L’orateur a donc pris soin de rechercher l’air le plus pur qui fût aux États-Unis et l’a trouvé dans la région Sud-Ouest, dans l’Arizona, sur le mont Aréquipa.

Il est difficile de donner une idée complète de la limpidité et de l’immobilité de l’air dans ces régions. Les fumées s’y élèvent droites comme des colonnes. Cette heureuse condition a permis à l’observateur de découvrir sur la planète nombre de détails qui n’y avaient pas encore été vus. Dans une série de belles projections, faites d’après ses dessins, il montre d’abord les neiges polaires de la planète, sur lesquelles il signale de longues et larges crevasses, et dont il fait remarquer le décroissement. Il appelle l’attention sur une bordure foncée autour de ces glaces, bordure d’un azur profond, qui a toutes les apparences d’une étendue liquide. Quant aux autres taches sombres, considérées généralement comme des mers, l’observateur fait remarquer qu’elles sont plutôt verdâtres que bleues, et s’appuyant sur leurs changements de couleur ou de forme, suivant les saisons, il croit pouvoir les attribuer à de la végétation. Arrivant à la question des canaux, M. Lowell, en raison de leur couleur également verte, croit qu’ils sont accentués par des bandes de végétation. Il en a découvert un grand nombre de nouveaux, remarquant leurs directions toujours rectilignes, leurs croisements géométriques et, à leurs points de jonction, des taches rondes, qu’il nomme oasis, et cette régularité parfaite, évidemment voulue, dénote, selon lui, l’intervention d’êtres animés, sans doute différents de nous, mais d’un degré intellectuel avancé.

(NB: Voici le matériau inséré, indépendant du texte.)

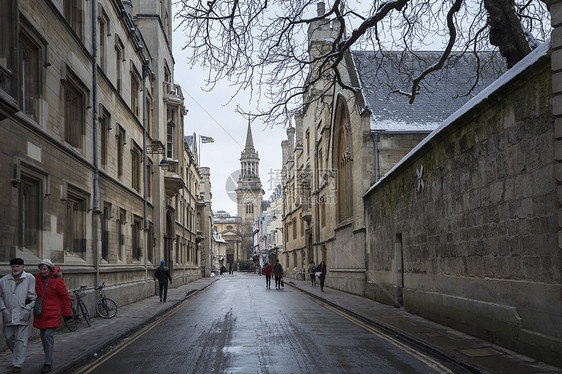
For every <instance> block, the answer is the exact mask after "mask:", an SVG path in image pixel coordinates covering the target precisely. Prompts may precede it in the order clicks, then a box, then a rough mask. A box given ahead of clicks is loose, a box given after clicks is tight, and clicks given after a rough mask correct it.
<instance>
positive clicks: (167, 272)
mask: <svg viewBox="0 0 562 374" xmlns="http://www.w3.org/2000/svg"><path fill="white" fill-rule="evenodd" d="M154 278H156V279H158V282H159V283H168V279H169V280H170V284H172V277H171V276H170V270H169V269H168V268H167V267H166V266H163V265H160V266H159V267H158V268H156V271H155V272H154Z"/></svg>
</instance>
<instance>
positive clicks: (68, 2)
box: [63, 0, 82, 39]
mask: <svg viewBox="0 0 562 374" xmlns="http://www.w3.org/2000/svg"><path fill="white" fill-rule="evenodd" d="M63 7H64V18H65V19H66V21H67V22H68V24H69V25H70V27H71V28H72V30H74V32H75V33H76V35H78V37H79V38H80V39H82V0H64V1H63Z"/></svg>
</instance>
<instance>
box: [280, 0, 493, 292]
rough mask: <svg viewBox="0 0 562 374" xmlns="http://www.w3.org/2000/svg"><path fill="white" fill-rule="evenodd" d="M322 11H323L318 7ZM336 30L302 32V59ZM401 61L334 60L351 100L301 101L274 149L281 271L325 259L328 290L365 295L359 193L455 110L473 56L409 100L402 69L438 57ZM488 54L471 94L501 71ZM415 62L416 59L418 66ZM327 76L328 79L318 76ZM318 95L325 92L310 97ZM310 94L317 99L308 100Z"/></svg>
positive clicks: (460, 59)
mask: <svg viewBox="0 0 562 374" xmlns="http://www.w3.org/2000/svg"><path fill="white" fill-rule="evenodd" d="M318 12H319V14H323V12H324V10H323V4H322V3H319V5H318ZM338 31H339V29H338V24H337V23H335V22H334V23H326V21H317V22H315V23H313V24H312V25H311V26H310V27H309V32H308V38H309V54H310V55H311V57H314V56H318V55H320V54H322V53H323V52H325V49H326V48H328V45H327V42H326V40H328V41H329V40H334V38H336V37H337V34H338ZM416 56H417V57H418V58H419V60H416V59H414V58H412V55H409V54H400V53H396V52H387V53H385V55H384V56H382V55H380V54H379V53H375V52H372V51H371V52H365V51H358V52H350V53H347V54H346V55H345V58H344V59H343V60H342V62H341V63H340V67H339V72H340V75H341V78H342V79H343V81H344V82H346V83H347V84H349V85H351V86H353V87H357V88H359V89H358V91H357V93H355V94H354V93H353V92H352V91H351V90H348V89H345V88H343V87H340V86H336V87H335V89H333V90H332V89H330V93H329V94H326V93H325V90H326V89H325V87H327V85H328V82H327V81H318V82H316V83H315V85H314V87H311V88H310V90H309V91H308V92H309V93H308V94H307V95H305V97H304V100H305V103H306V105H305V106H304V109H303V111H302V112H301V113H299V115H298V116H296V117H295V126H294V127H293V126H289V128H288V129H287V140H284V141H283V142H282V144H281V147H282V151H283V197H284V202H283V235H284V249H283V255H282V262H283V265H284V267H285V268H286V269H287V270H288V272H289V274H291V272H293V274H294V273H296V272H298V271H300V270H302V269H303V268H305V267H306V264H308V263H309V262H310V261H312V260H314V261H315V262H316V263H319V262H320V261H325V262H326V263H327V266H328V271H329V275H328V280H327V282H328V284H329V286H330V287H335V288H338V289H340V290H343V291H347V292H351V293H356V294H359V295H363V294H364V291H365V284H366V283H365V280H366V279H365V274H366V273H365V272H366V263H365V245H366V242H365V221H364V206H363V199H362V195H363V194H364V193H365V192H366V191H367V190H368V188H369V187H370V186H371V185H372V184H373V183H374V182H375V181H376V180H377V179H378V178H380V177H381V176H382V175H384V173H386V172H388V171H389V170H390V169H391V168H392V166H393V165H394V164H395V163H396V162H397V161H399V160H400V159H401V158H402V157H403V156H404V155H406V154H407V153H408V152H409V151H410V150H411V149H412V148H413V147H414V146H415V145H416V144H417V143H418V142H420V141H421V140H422V139H423V138H425V137H426V136H427V135H428V134H429V133H430V132H431V131H432V130H433V129H435V128H436V127H437V126H438V125H439V123H440V122H441V121H443V120H444V119H446V118H447V116H449V115H450V114H451V113H453V112H454V111H455V110H456V109H458V108H459V107H460V106H462V105H463V104H464V103H465V102H466V101H467V100H468V99H469V97H470V95H474V93H471V94H469V96H463V94H466V93H469V92H470V87H471V86H472V85H473V83H474V81H473V80H471V79H470V78H471V77H472V76H473V72H474V65H475V64H476V59H475V57H474V56H472V57H471V56H464V57H463V56H460V55H459V56H456V58H457V64H455V65H454V66H450V67H448V68H447V69H445V70H444V71H442V72H440V73H439V74H438V75H437V76H434V77H430V76H428V77H427V81H426V82H425V86H424V89H423V90H422V91H420V92H419V94H418V96H417V98H416V100H415V102H414V103H413V104H409V102H408V98H407V97H406V96H404V95H402V94H399V93H396V91H397V90H398V88H401V89H404V87H408V86H407V84H408V77H407V76H403V75H401V74H400V72H401V70H403V69H398V68H397V66H398V65H399V64H400V63H402V64H406V65H408V66H410V67H411V68H412V69H413V73H412V74H414V75H415V74H416V72H418V73H419V72H421V71H422V68H423V66H424V63H430V62H431V61H436V60H438V59H439V57H440V53H438V52H416ZM493 57H494V56H493V55H491V54H480V58H481V60H483V61H484V60H486V61H489V65H487V68H486V69H483V71H482V74H481V75H480V80H479V83H478V84H477V85H476V87H475V91H476V92H477V91H478V90H479V89H482V87H485V86H486V85H488V84H489V83H490V82H492V81H493V80H494V79H495V78H496V77H497V76H498V75H499V74H500V71H501V64H499V63H498V62H497V61H495V60H494V59H493ZM420 60H421V61H420ZM326 79H329V78H326ZM320 93H324V94H323V95H322V96H319V95H320ZM315 95H316V96H315Z"/></svg>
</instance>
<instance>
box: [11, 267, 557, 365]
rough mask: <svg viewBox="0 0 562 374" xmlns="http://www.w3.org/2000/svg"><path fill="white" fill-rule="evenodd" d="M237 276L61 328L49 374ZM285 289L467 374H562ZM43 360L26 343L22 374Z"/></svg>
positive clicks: (377, 316)
mask: <svg viewBox="0 0 562 374" xmlns="http://www.w3.org/2000/svg"><path fill="white" fill-rule="evenodd" d="M238 274H239V273H234V275H227V274H225V275H222V276H218V277H213V278H201V279H198V280H196V281H194V282H191V283H189V284H185V285H182V286H179V287H177V288H170V289H168V300H167V302H165V303H161V302H159V300H158V297H157V296H153V297H149V298H146V299H144V300H140V301H138V302H135V303H132V304H129V305H125V306H122V307H119V310H118V312H117V315H116V316H115V317H114V318H112V319H109V320H104V319H102V318H99V317H96V318H93V320H92V326H91V327H87V325H86V323H85V322H81V323H80V324H79V326H78V329H77V330H76V331H75V332H70V331H68V330H67V329H66V328H65V327H64V325H63V327H61V328H60V329H59V330H57V333H56V335H55V352H54V358H53V367H52V373H72V372H73V371H74V370H75V369H77V368H78V367H79V366H81V365H84V364H86V363H87V362H90V361H92V360H95V358H96V357H99V356H101V355H102V354H103V352H105V351H108V350H110V349H111V348H112V347H114V346H116V345H117V344H118V343H119V342H120V341H122V340H124V339H126V338H127V337H128V336H130V335H132V334H134V333H135V332H136V331H138V330H140V329H141V328H142V327H144V326H146V325H148V324H150V323H152V322H154V321H155V320H157V319H158V318H159V317H161V316H163V315H164V314H166V313H167V312H169V311H171V310H172V309H174V308H175V307H177V306H178V305H180V304H181V303H182V302H183V301H185V300H186V299H188V298H190V297H192V296H194V295H196V294H197V293H199V292H202V291H204V290H205V289H206V288H207V287H209V286H210V285H212V284H213V283H214V282H216V281H220V280H221V279H222V278H225V277H232V276H237V275H238ZM242 274H247V273H242ZM255 276H256V277H257V276H258V275H255ZM285 285H286V287H293V288H295V289H297V290H299V291H301V292H303V293H305V294H307V295H308V296H310V297H312V298H316V299H318V300H319V301H320V302H324V303H326V304H328V305H330V306H332V307H334V308H336V309H339V310H341V311H344V312H346V313H348V314H350V315H352V316H353V317H354V318H356V319H359V320H360V321H362V322H363V323H366V324H368V325H370V326H372V327H374V328H375V329H378V330H380V331H382V332H384V333H386V334H388V335H391V336H392V337H394V338H396V339H398V340H401V341H403V342H405V343H408V344H412V345H414V346H416V347H417V348H418V349H421V350H425V351H428V352H430V353H432V354H434V355H436V356H438V357H440V358H445V359H448V360H451V361H453V362H455V363H456V364H458V365H460V366H462V367H464V368H465V369H467V370H468V371H469V372H472V373H490V374H496V373H497V374H507V373H509V374H539V373H540V374H547V373H559V374H562V368H558V367H554V366H550V365H547V364H544V363H541V362H537V361H536V360H534V359H532V358H529V357H526V356H524V355H521V354H517V353H515V352H512V351H510V350H508V349H505V348H502V347H499V346H497V345H494V344H492V343H489V342H486V341H484V340H481V339H477V338H474V337H472V336H469V335H466V334H464V333H461V332H459V331H456V330H453V329H450V328H448V327H445V326H442V325H439V324H437V323H434V322H431V321H429V320H426V319H423V318H421V317H419V316H416V315H413V314H410V313H408V312H406V311H404V310H403V309H401V308H395V307H392V306H388V305H384V304H379V303H377V302H375V301H373V300H370V299H367V298H364V297H360V296H355V295H351V294H347V293H344V292H340V291H337V290H333V289H330V288H328V287H324V291H325V292H321V291H320V287H318V286H316V287H313V286H312V285H311V284H310V282H308V281H297V280H294V279H288V278H285ZM43 357H44V354H43V347H42V345H41V341H40V340H39V339H33V340H31V341H30V342H29V344H28V347H27V356H26V361H25V365H24V367H23V370H22V373H24V374H26V373H39V372H40V371H41V368H42V366H43ZM0 370H1V371H2V373H11V370H12V367H11V352H10V351H9V350H7V351H4V352H1V353H0Z"/></svg>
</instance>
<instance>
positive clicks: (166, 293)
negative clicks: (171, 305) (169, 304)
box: [154, 260, 172, 302]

La très grande inclinaison du pôle austral a permis d’observer les neiges exceptionnellement bien. On a pu non seulement constater des détails topographiques sur ces neiges, mais encore en étudier les diverses élévations. La calotte polaire s’est montrée constamment bordée d’une bande sombre. Cette bande a fidèlement suivi la calotte dans sa retraite vers le pôle, ce qui conduit à penser que cette tache enveloppante doit être liquide et produite par la fonte des neiges. Entre 320° et 220° de longitude, elle mesurait 560 kilomètres de largeur ; plus à l’Est[1], elle n’en avait que la moitié, mais vers 290° de longitude, cette mer polaire forma un immense golfe qui, sous les meilleures conditions atmosphériques, s’est montré d’un bleu exquis.

Cette calotte a été presque coupée en deux par une grande brèche qui s’est ouverte insensiblement à travers la neige[2]. Le 15 juin, la brèche avait 350 kilomètres de largeur. L’apparition de cette brèche montre que la calotte neigeuse repose sur des terrains d’élévations inégales, puisque des parties rela-

  1. On suppose l’observateur placé sur Mars.
  2. Voir plus loin fig. 122, p. 119.